Criticisms aside, Breakthrough is the perfect film for Christians looking for a movie that coincides with their existing beliefs. Christians (or non-believers) who are grappling with feelings of divine abandonment, loss or doubt may feel that the movie isn’t able to break through their pain to provide the inspiration and comfort they seek.Directed by Roxann Dawson. Starring Chrissy Metz, Topher Grace, and Josh Lucas. Running time: 116 minutes. Theatrical release April 19, 2019. Updated April 17, 2019
Watch the trailer for Breakthrough
Rating & Content Info
Why is Breakthrough rated PG? Breakthrough is rated PG by the MPAA for thematic content including peril
Violence: Boys push and shove each other in a basketball game. There are moments of peril when boys fall through cracked lake ice. One boy drowns. There are medical scenes where involving cardioversion (delivering electric shots to the heart) on a teenager. The teen is also shown with a bloody injury, receiving injections, convulsing after a medication, and being intubated.
Sexual Content: None.
Profanity: Two minor curses, one smothered scatological expression and one term of deity are heard in this movie.
Alcohol / Drug Use: None.
Page last updated April 17, 2019
Breakthrough Parents' Guide
What do you think of how Joyce handled her son’s near-death experience and recovery? Do you agree with the way she puts her faith into action? Do you think she manages to balance faith in God with accepting His will?
Loved this movie? Try these books…
Todd Burpo’s memoir Heaven Is for Real tells the story of his son’s near-death experience and visions of heaven.

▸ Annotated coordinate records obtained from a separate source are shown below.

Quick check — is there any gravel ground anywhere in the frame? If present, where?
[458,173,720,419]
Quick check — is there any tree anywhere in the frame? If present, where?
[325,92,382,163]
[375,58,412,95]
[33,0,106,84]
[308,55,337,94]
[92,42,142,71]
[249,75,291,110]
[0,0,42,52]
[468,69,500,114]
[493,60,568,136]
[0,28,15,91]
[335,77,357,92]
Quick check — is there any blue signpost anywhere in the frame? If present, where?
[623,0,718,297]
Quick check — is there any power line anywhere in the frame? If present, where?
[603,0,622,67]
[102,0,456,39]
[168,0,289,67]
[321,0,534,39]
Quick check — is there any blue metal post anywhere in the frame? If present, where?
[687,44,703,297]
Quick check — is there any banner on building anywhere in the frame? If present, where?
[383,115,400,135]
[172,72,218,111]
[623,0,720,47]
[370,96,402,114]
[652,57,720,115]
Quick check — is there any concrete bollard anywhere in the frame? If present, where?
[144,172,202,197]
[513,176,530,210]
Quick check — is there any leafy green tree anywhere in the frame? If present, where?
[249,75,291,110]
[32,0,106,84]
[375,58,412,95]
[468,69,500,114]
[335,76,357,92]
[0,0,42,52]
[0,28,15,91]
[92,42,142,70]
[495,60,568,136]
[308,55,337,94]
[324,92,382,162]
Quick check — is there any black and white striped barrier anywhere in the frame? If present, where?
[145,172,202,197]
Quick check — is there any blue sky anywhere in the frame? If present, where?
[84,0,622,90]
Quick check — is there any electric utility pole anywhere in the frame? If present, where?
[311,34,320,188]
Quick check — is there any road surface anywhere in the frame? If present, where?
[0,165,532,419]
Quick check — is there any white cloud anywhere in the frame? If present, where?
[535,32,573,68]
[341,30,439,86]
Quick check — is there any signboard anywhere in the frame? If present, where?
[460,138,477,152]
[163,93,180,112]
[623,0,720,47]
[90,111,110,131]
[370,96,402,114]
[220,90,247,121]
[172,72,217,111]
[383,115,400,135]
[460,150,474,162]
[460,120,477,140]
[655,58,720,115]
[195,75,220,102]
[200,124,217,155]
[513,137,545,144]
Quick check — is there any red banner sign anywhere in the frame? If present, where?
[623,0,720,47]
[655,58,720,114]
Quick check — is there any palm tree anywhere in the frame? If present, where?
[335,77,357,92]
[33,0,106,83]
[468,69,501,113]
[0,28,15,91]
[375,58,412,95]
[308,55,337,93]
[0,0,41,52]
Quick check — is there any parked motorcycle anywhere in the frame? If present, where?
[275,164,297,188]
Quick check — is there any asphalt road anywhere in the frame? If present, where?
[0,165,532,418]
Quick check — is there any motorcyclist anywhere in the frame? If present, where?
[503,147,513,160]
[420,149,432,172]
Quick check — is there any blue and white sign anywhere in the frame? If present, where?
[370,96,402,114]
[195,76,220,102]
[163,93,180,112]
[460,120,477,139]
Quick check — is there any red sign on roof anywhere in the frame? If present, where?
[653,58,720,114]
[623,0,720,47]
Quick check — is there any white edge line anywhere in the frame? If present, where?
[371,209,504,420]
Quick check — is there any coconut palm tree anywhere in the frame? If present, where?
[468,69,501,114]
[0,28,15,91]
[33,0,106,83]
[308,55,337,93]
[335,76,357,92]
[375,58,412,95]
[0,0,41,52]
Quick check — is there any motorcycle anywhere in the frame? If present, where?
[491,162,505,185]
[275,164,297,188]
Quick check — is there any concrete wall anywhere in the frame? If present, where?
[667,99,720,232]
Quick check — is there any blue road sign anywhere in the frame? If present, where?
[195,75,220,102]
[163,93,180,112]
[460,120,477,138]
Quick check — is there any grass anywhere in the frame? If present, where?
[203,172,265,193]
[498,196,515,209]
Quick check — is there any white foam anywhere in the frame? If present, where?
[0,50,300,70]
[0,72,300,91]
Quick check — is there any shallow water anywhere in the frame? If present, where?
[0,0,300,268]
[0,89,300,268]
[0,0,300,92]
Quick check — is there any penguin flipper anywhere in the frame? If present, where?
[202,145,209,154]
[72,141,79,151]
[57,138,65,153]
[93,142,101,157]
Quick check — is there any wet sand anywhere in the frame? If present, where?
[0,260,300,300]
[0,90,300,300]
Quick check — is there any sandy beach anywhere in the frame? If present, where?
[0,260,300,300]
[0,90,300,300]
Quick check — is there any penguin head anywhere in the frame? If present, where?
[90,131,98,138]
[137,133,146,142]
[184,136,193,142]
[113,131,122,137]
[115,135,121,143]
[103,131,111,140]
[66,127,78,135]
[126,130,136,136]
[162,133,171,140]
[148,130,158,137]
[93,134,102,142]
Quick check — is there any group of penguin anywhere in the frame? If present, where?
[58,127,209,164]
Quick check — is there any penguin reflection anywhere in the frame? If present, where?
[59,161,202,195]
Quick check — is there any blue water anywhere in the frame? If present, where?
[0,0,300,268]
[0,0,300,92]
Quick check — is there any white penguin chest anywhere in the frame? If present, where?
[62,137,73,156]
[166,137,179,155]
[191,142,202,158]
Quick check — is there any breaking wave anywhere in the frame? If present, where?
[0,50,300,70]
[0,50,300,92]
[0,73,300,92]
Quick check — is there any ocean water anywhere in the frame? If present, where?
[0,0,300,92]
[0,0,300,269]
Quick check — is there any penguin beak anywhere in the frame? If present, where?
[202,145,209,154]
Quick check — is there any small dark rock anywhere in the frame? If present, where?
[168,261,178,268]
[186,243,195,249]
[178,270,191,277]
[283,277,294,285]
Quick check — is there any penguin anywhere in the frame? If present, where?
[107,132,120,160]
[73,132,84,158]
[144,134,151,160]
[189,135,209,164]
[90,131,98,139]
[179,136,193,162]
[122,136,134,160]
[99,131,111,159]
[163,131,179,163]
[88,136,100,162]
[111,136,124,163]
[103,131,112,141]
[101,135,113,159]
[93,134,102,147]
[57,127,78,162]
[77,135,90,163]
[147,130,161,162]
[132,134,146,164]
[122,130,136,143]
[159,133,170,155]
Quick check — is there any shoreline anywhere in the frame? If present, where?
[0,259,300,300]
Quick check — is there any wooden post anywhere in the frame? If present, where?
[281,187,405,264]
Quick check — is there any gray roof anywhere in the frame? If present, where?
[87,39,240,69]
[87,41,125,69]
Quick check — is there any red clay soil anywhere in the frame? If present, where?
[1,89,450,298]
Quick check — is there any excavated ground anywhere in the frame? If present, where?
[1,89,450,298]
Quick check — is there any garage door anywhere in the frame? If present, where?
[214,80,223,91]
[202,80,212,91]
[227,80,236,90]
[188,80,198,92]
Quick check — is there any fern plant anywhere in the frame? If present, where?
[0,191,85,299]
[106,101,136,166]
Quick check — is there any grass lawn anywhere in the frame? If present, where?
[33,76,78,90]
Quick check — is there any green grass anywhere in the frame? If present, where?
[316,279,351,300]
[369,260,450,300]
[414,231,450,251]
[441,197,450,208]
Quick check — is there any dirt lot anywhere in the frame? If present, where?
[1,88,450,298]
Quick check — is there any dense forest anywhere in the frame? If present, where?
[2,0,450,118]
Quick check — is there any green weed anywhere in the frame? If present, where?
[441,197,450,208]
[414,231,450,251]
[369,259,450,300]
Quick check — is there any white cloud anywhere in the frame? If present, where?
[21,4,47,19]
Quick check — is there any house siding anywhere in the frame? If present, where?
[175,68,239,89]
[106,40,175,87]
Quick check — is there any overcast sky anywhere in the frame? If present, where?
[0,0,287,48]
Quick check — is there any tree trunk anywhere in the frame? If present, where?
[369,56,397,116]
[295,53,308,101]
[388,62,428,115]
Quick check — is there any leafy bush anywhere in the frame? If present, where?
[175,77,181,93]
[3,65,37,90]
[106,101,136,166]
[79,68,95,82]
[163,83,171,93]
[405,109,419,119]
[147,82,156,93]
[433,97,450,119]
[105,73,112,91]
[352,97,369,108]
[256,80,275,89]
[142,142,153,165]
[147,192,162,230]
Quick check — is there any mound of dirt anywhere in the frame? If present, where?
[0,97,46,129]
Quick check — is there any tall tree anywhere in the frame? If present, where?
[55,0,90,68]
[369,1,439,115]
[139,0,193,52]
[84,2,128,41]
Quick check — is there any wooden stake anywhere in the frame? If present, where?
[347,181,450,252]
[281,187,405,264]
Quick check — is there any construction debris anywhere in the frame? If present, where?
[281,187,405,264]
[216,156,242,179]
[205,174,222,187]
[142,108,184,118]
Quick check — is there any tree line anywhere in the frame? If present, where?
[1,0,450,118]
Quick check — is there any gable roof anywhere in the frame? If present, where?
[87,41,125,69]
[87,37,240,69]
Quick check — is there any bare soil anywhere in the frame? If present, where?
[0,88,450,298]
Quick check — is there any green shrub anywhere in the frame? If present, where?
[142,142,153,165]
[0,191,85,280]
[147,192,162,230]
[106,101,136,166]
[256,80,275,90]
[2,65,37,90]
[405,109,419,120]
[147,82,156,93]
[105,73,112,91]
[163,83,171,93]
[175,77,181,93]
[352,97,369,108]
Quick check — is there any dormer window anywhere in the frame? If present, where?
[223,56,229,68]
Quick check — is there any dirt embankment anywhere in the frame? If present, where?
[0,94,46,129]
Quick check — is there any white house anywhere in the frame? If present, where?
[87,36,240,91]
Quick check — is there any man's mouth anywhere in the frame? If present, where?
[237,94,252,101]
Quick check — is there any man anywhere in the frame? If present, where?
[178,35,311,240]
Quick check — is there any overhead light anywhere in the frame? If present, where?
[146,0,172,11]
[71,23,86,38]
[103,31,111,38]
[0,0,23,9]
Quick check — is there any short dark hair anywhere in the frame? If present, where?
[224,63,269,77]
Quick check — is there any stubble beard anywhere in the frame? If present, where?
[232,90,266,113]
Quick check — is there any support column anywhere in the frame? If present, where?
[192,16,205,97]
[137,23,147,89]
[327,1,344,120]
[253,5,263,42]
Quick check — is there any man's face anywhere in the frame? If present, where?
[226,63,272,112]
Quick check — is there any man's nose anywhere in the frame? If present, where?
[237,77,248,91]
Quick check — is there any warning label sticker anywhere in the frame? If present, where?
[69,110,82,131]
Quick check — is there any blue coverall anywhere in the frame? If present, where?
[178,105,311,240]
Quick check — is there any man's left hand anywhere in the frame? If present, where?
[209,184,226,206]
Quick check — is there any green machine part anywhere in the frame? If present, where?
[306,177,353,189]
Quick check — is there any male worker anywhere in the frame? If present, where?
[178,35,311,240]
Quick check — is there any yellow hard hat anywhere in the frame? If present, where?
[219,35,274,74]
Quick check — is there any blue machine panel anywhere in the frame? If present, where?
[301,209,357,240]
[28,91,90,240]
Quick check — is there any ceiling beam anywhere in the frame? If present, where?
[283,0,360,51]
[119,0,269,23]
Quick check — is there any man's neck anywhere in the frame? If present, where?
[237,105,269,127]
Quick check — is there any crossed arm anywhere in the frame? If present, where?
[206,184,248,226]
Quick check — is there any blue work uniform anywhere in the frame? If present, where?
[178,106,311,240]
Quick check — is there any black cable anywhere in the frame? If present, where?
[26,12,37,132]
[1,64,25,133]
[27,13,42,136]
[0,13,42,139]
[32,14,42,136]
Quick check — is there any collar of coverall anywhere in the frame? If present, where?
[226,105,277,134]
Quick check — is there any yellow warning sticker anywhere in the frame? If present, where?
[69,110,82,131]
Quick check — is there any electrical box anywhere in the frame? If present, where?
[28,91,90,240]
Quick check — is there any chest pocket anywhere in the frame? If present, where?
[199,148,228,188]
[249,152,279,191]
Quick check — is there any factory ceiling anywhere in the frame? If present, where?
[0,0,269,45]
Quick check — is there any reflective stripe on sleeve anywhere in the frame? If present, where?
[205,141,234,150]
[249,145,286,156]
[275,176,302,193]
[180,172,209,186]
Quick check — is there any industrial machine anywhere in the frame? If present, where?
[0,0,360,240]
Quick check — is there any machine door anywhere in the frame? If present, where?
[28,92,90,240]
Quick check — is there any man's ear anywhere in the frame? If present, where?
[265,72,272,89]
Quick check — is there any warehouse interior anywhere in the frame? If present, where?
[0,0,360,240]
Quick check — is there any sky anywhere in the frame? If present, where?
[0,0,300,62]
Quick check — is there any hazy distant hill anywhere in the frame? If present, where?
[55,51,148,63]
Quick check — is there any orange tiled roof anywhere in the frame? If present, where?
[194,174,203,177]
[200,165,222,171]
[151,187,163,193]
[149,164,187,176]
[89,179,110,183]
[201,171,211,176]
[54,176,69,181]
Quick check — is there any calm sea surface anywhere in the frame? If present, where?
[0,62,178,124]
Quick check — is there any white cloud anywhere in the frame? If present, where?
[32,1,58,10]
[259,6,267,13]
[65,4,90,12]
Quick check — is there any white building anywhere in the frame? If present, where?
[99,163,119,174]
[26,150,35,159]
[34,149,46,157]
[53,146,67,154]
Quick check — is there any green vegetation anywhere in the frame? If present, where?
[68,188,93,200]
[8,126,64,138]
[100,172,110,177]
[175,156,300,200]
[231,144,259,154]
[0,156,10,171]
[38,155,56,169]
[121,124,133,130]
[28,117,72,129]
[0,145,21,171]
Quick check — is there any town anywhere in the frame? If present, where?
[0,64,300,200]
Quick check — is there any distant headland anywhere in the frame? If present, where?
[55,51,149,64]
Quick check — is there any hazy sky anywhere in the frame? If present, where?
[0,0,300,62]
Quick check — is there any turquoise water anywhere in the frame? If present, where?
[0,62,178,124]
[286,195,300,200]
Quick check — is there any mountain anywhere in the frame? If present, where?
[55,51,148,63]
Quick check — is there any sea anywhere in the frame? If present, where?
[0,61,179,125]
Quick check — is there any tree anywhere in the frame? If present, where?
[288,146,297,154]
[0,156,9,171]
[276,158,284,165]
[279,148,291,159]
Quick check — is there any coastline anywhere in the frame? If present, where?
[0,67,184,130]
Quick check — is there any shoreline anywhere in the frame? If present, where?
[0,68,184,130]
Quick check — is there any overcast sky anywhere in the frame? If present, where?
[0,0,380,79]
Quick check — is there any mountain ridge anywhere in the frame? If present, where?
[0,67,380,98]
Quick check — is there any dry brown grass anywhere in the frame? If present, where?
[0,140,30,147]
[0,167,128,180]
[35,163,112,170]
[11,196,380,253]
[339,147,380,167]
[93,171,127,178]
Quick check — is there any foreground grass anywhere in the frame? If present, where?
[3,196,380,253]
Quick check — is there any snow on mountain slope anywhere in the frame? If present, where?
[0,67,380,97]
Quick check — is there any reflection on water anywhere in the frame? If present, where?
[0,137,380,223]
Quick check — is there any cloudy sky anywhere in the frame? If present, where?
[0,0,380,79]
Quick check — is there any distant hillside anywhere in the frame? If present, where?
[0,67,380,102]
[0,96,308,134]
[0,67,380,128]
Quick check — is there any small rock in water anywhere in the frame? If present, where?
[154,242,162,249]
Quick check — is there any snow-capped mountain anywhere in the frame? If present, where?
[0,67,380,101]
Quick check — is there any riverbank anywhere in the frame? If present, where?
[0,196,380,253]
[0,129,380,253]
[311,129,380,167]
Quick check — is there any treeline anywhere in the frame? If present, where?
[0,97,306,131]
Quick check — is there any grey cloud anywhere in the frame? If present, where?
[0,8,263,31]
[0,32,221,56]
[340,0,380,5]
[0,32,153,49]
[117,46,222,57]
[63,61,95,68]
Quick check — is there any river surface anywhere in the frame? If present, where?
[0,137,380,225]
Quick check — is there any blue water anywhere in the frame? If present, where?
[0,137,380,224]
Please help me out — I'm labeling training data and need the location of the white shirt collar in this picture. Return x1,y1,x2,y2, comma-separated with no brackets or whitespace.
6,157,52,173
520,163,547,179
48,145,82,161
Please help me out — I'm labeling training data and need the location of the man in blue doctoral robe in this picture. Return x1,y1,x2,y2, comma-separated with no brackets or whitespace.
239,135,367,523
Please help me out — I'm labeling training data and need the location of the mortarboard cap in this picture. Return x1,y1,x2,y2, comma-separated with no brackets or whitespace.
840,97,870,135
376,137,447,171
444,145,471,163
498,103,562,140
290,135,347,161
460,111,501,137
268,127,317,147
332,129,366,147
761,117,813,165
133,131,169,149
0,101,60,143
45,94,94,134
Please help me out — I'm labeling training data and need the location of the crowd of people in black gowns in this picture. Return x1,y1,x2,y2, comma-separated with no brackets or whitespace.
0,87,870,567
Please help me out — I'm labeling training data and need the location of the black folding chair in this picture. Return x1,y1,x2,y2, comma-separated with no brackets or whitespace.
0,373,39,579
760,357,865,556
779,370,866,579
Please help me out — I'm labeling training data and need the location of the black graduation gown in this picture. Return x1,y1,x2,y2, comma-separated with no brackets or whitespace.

Miracles by C S Lewis, posits that a belief in miracles is essential for followers of Christ.
Readers looking for heartwarming accounts of the inexplicable will enjoy A Book of Miracles: 101 True Stories of Healing, Faith, Divine Intervention, and Answered Prayers. Authored by Jack Canfield, Mark Victor Hansen, and LeAnn Thieman, it’s part of the Chicken Soup for the Soul series.
Related home video titles:
In Heaven Is for Real, a young buy survives a medical crisis, only to start sharing visions of heaven he saw while on the operating table.
Not everyone gets the miracle they want. In God Bless the Broken Road, military widow Amber Hill has to deal with her broken life and shattered faith when her husband is killed in Afghanistan.
In Shadowlands, beloved Christian author C S Lewis faces the death of his wife with love and faith.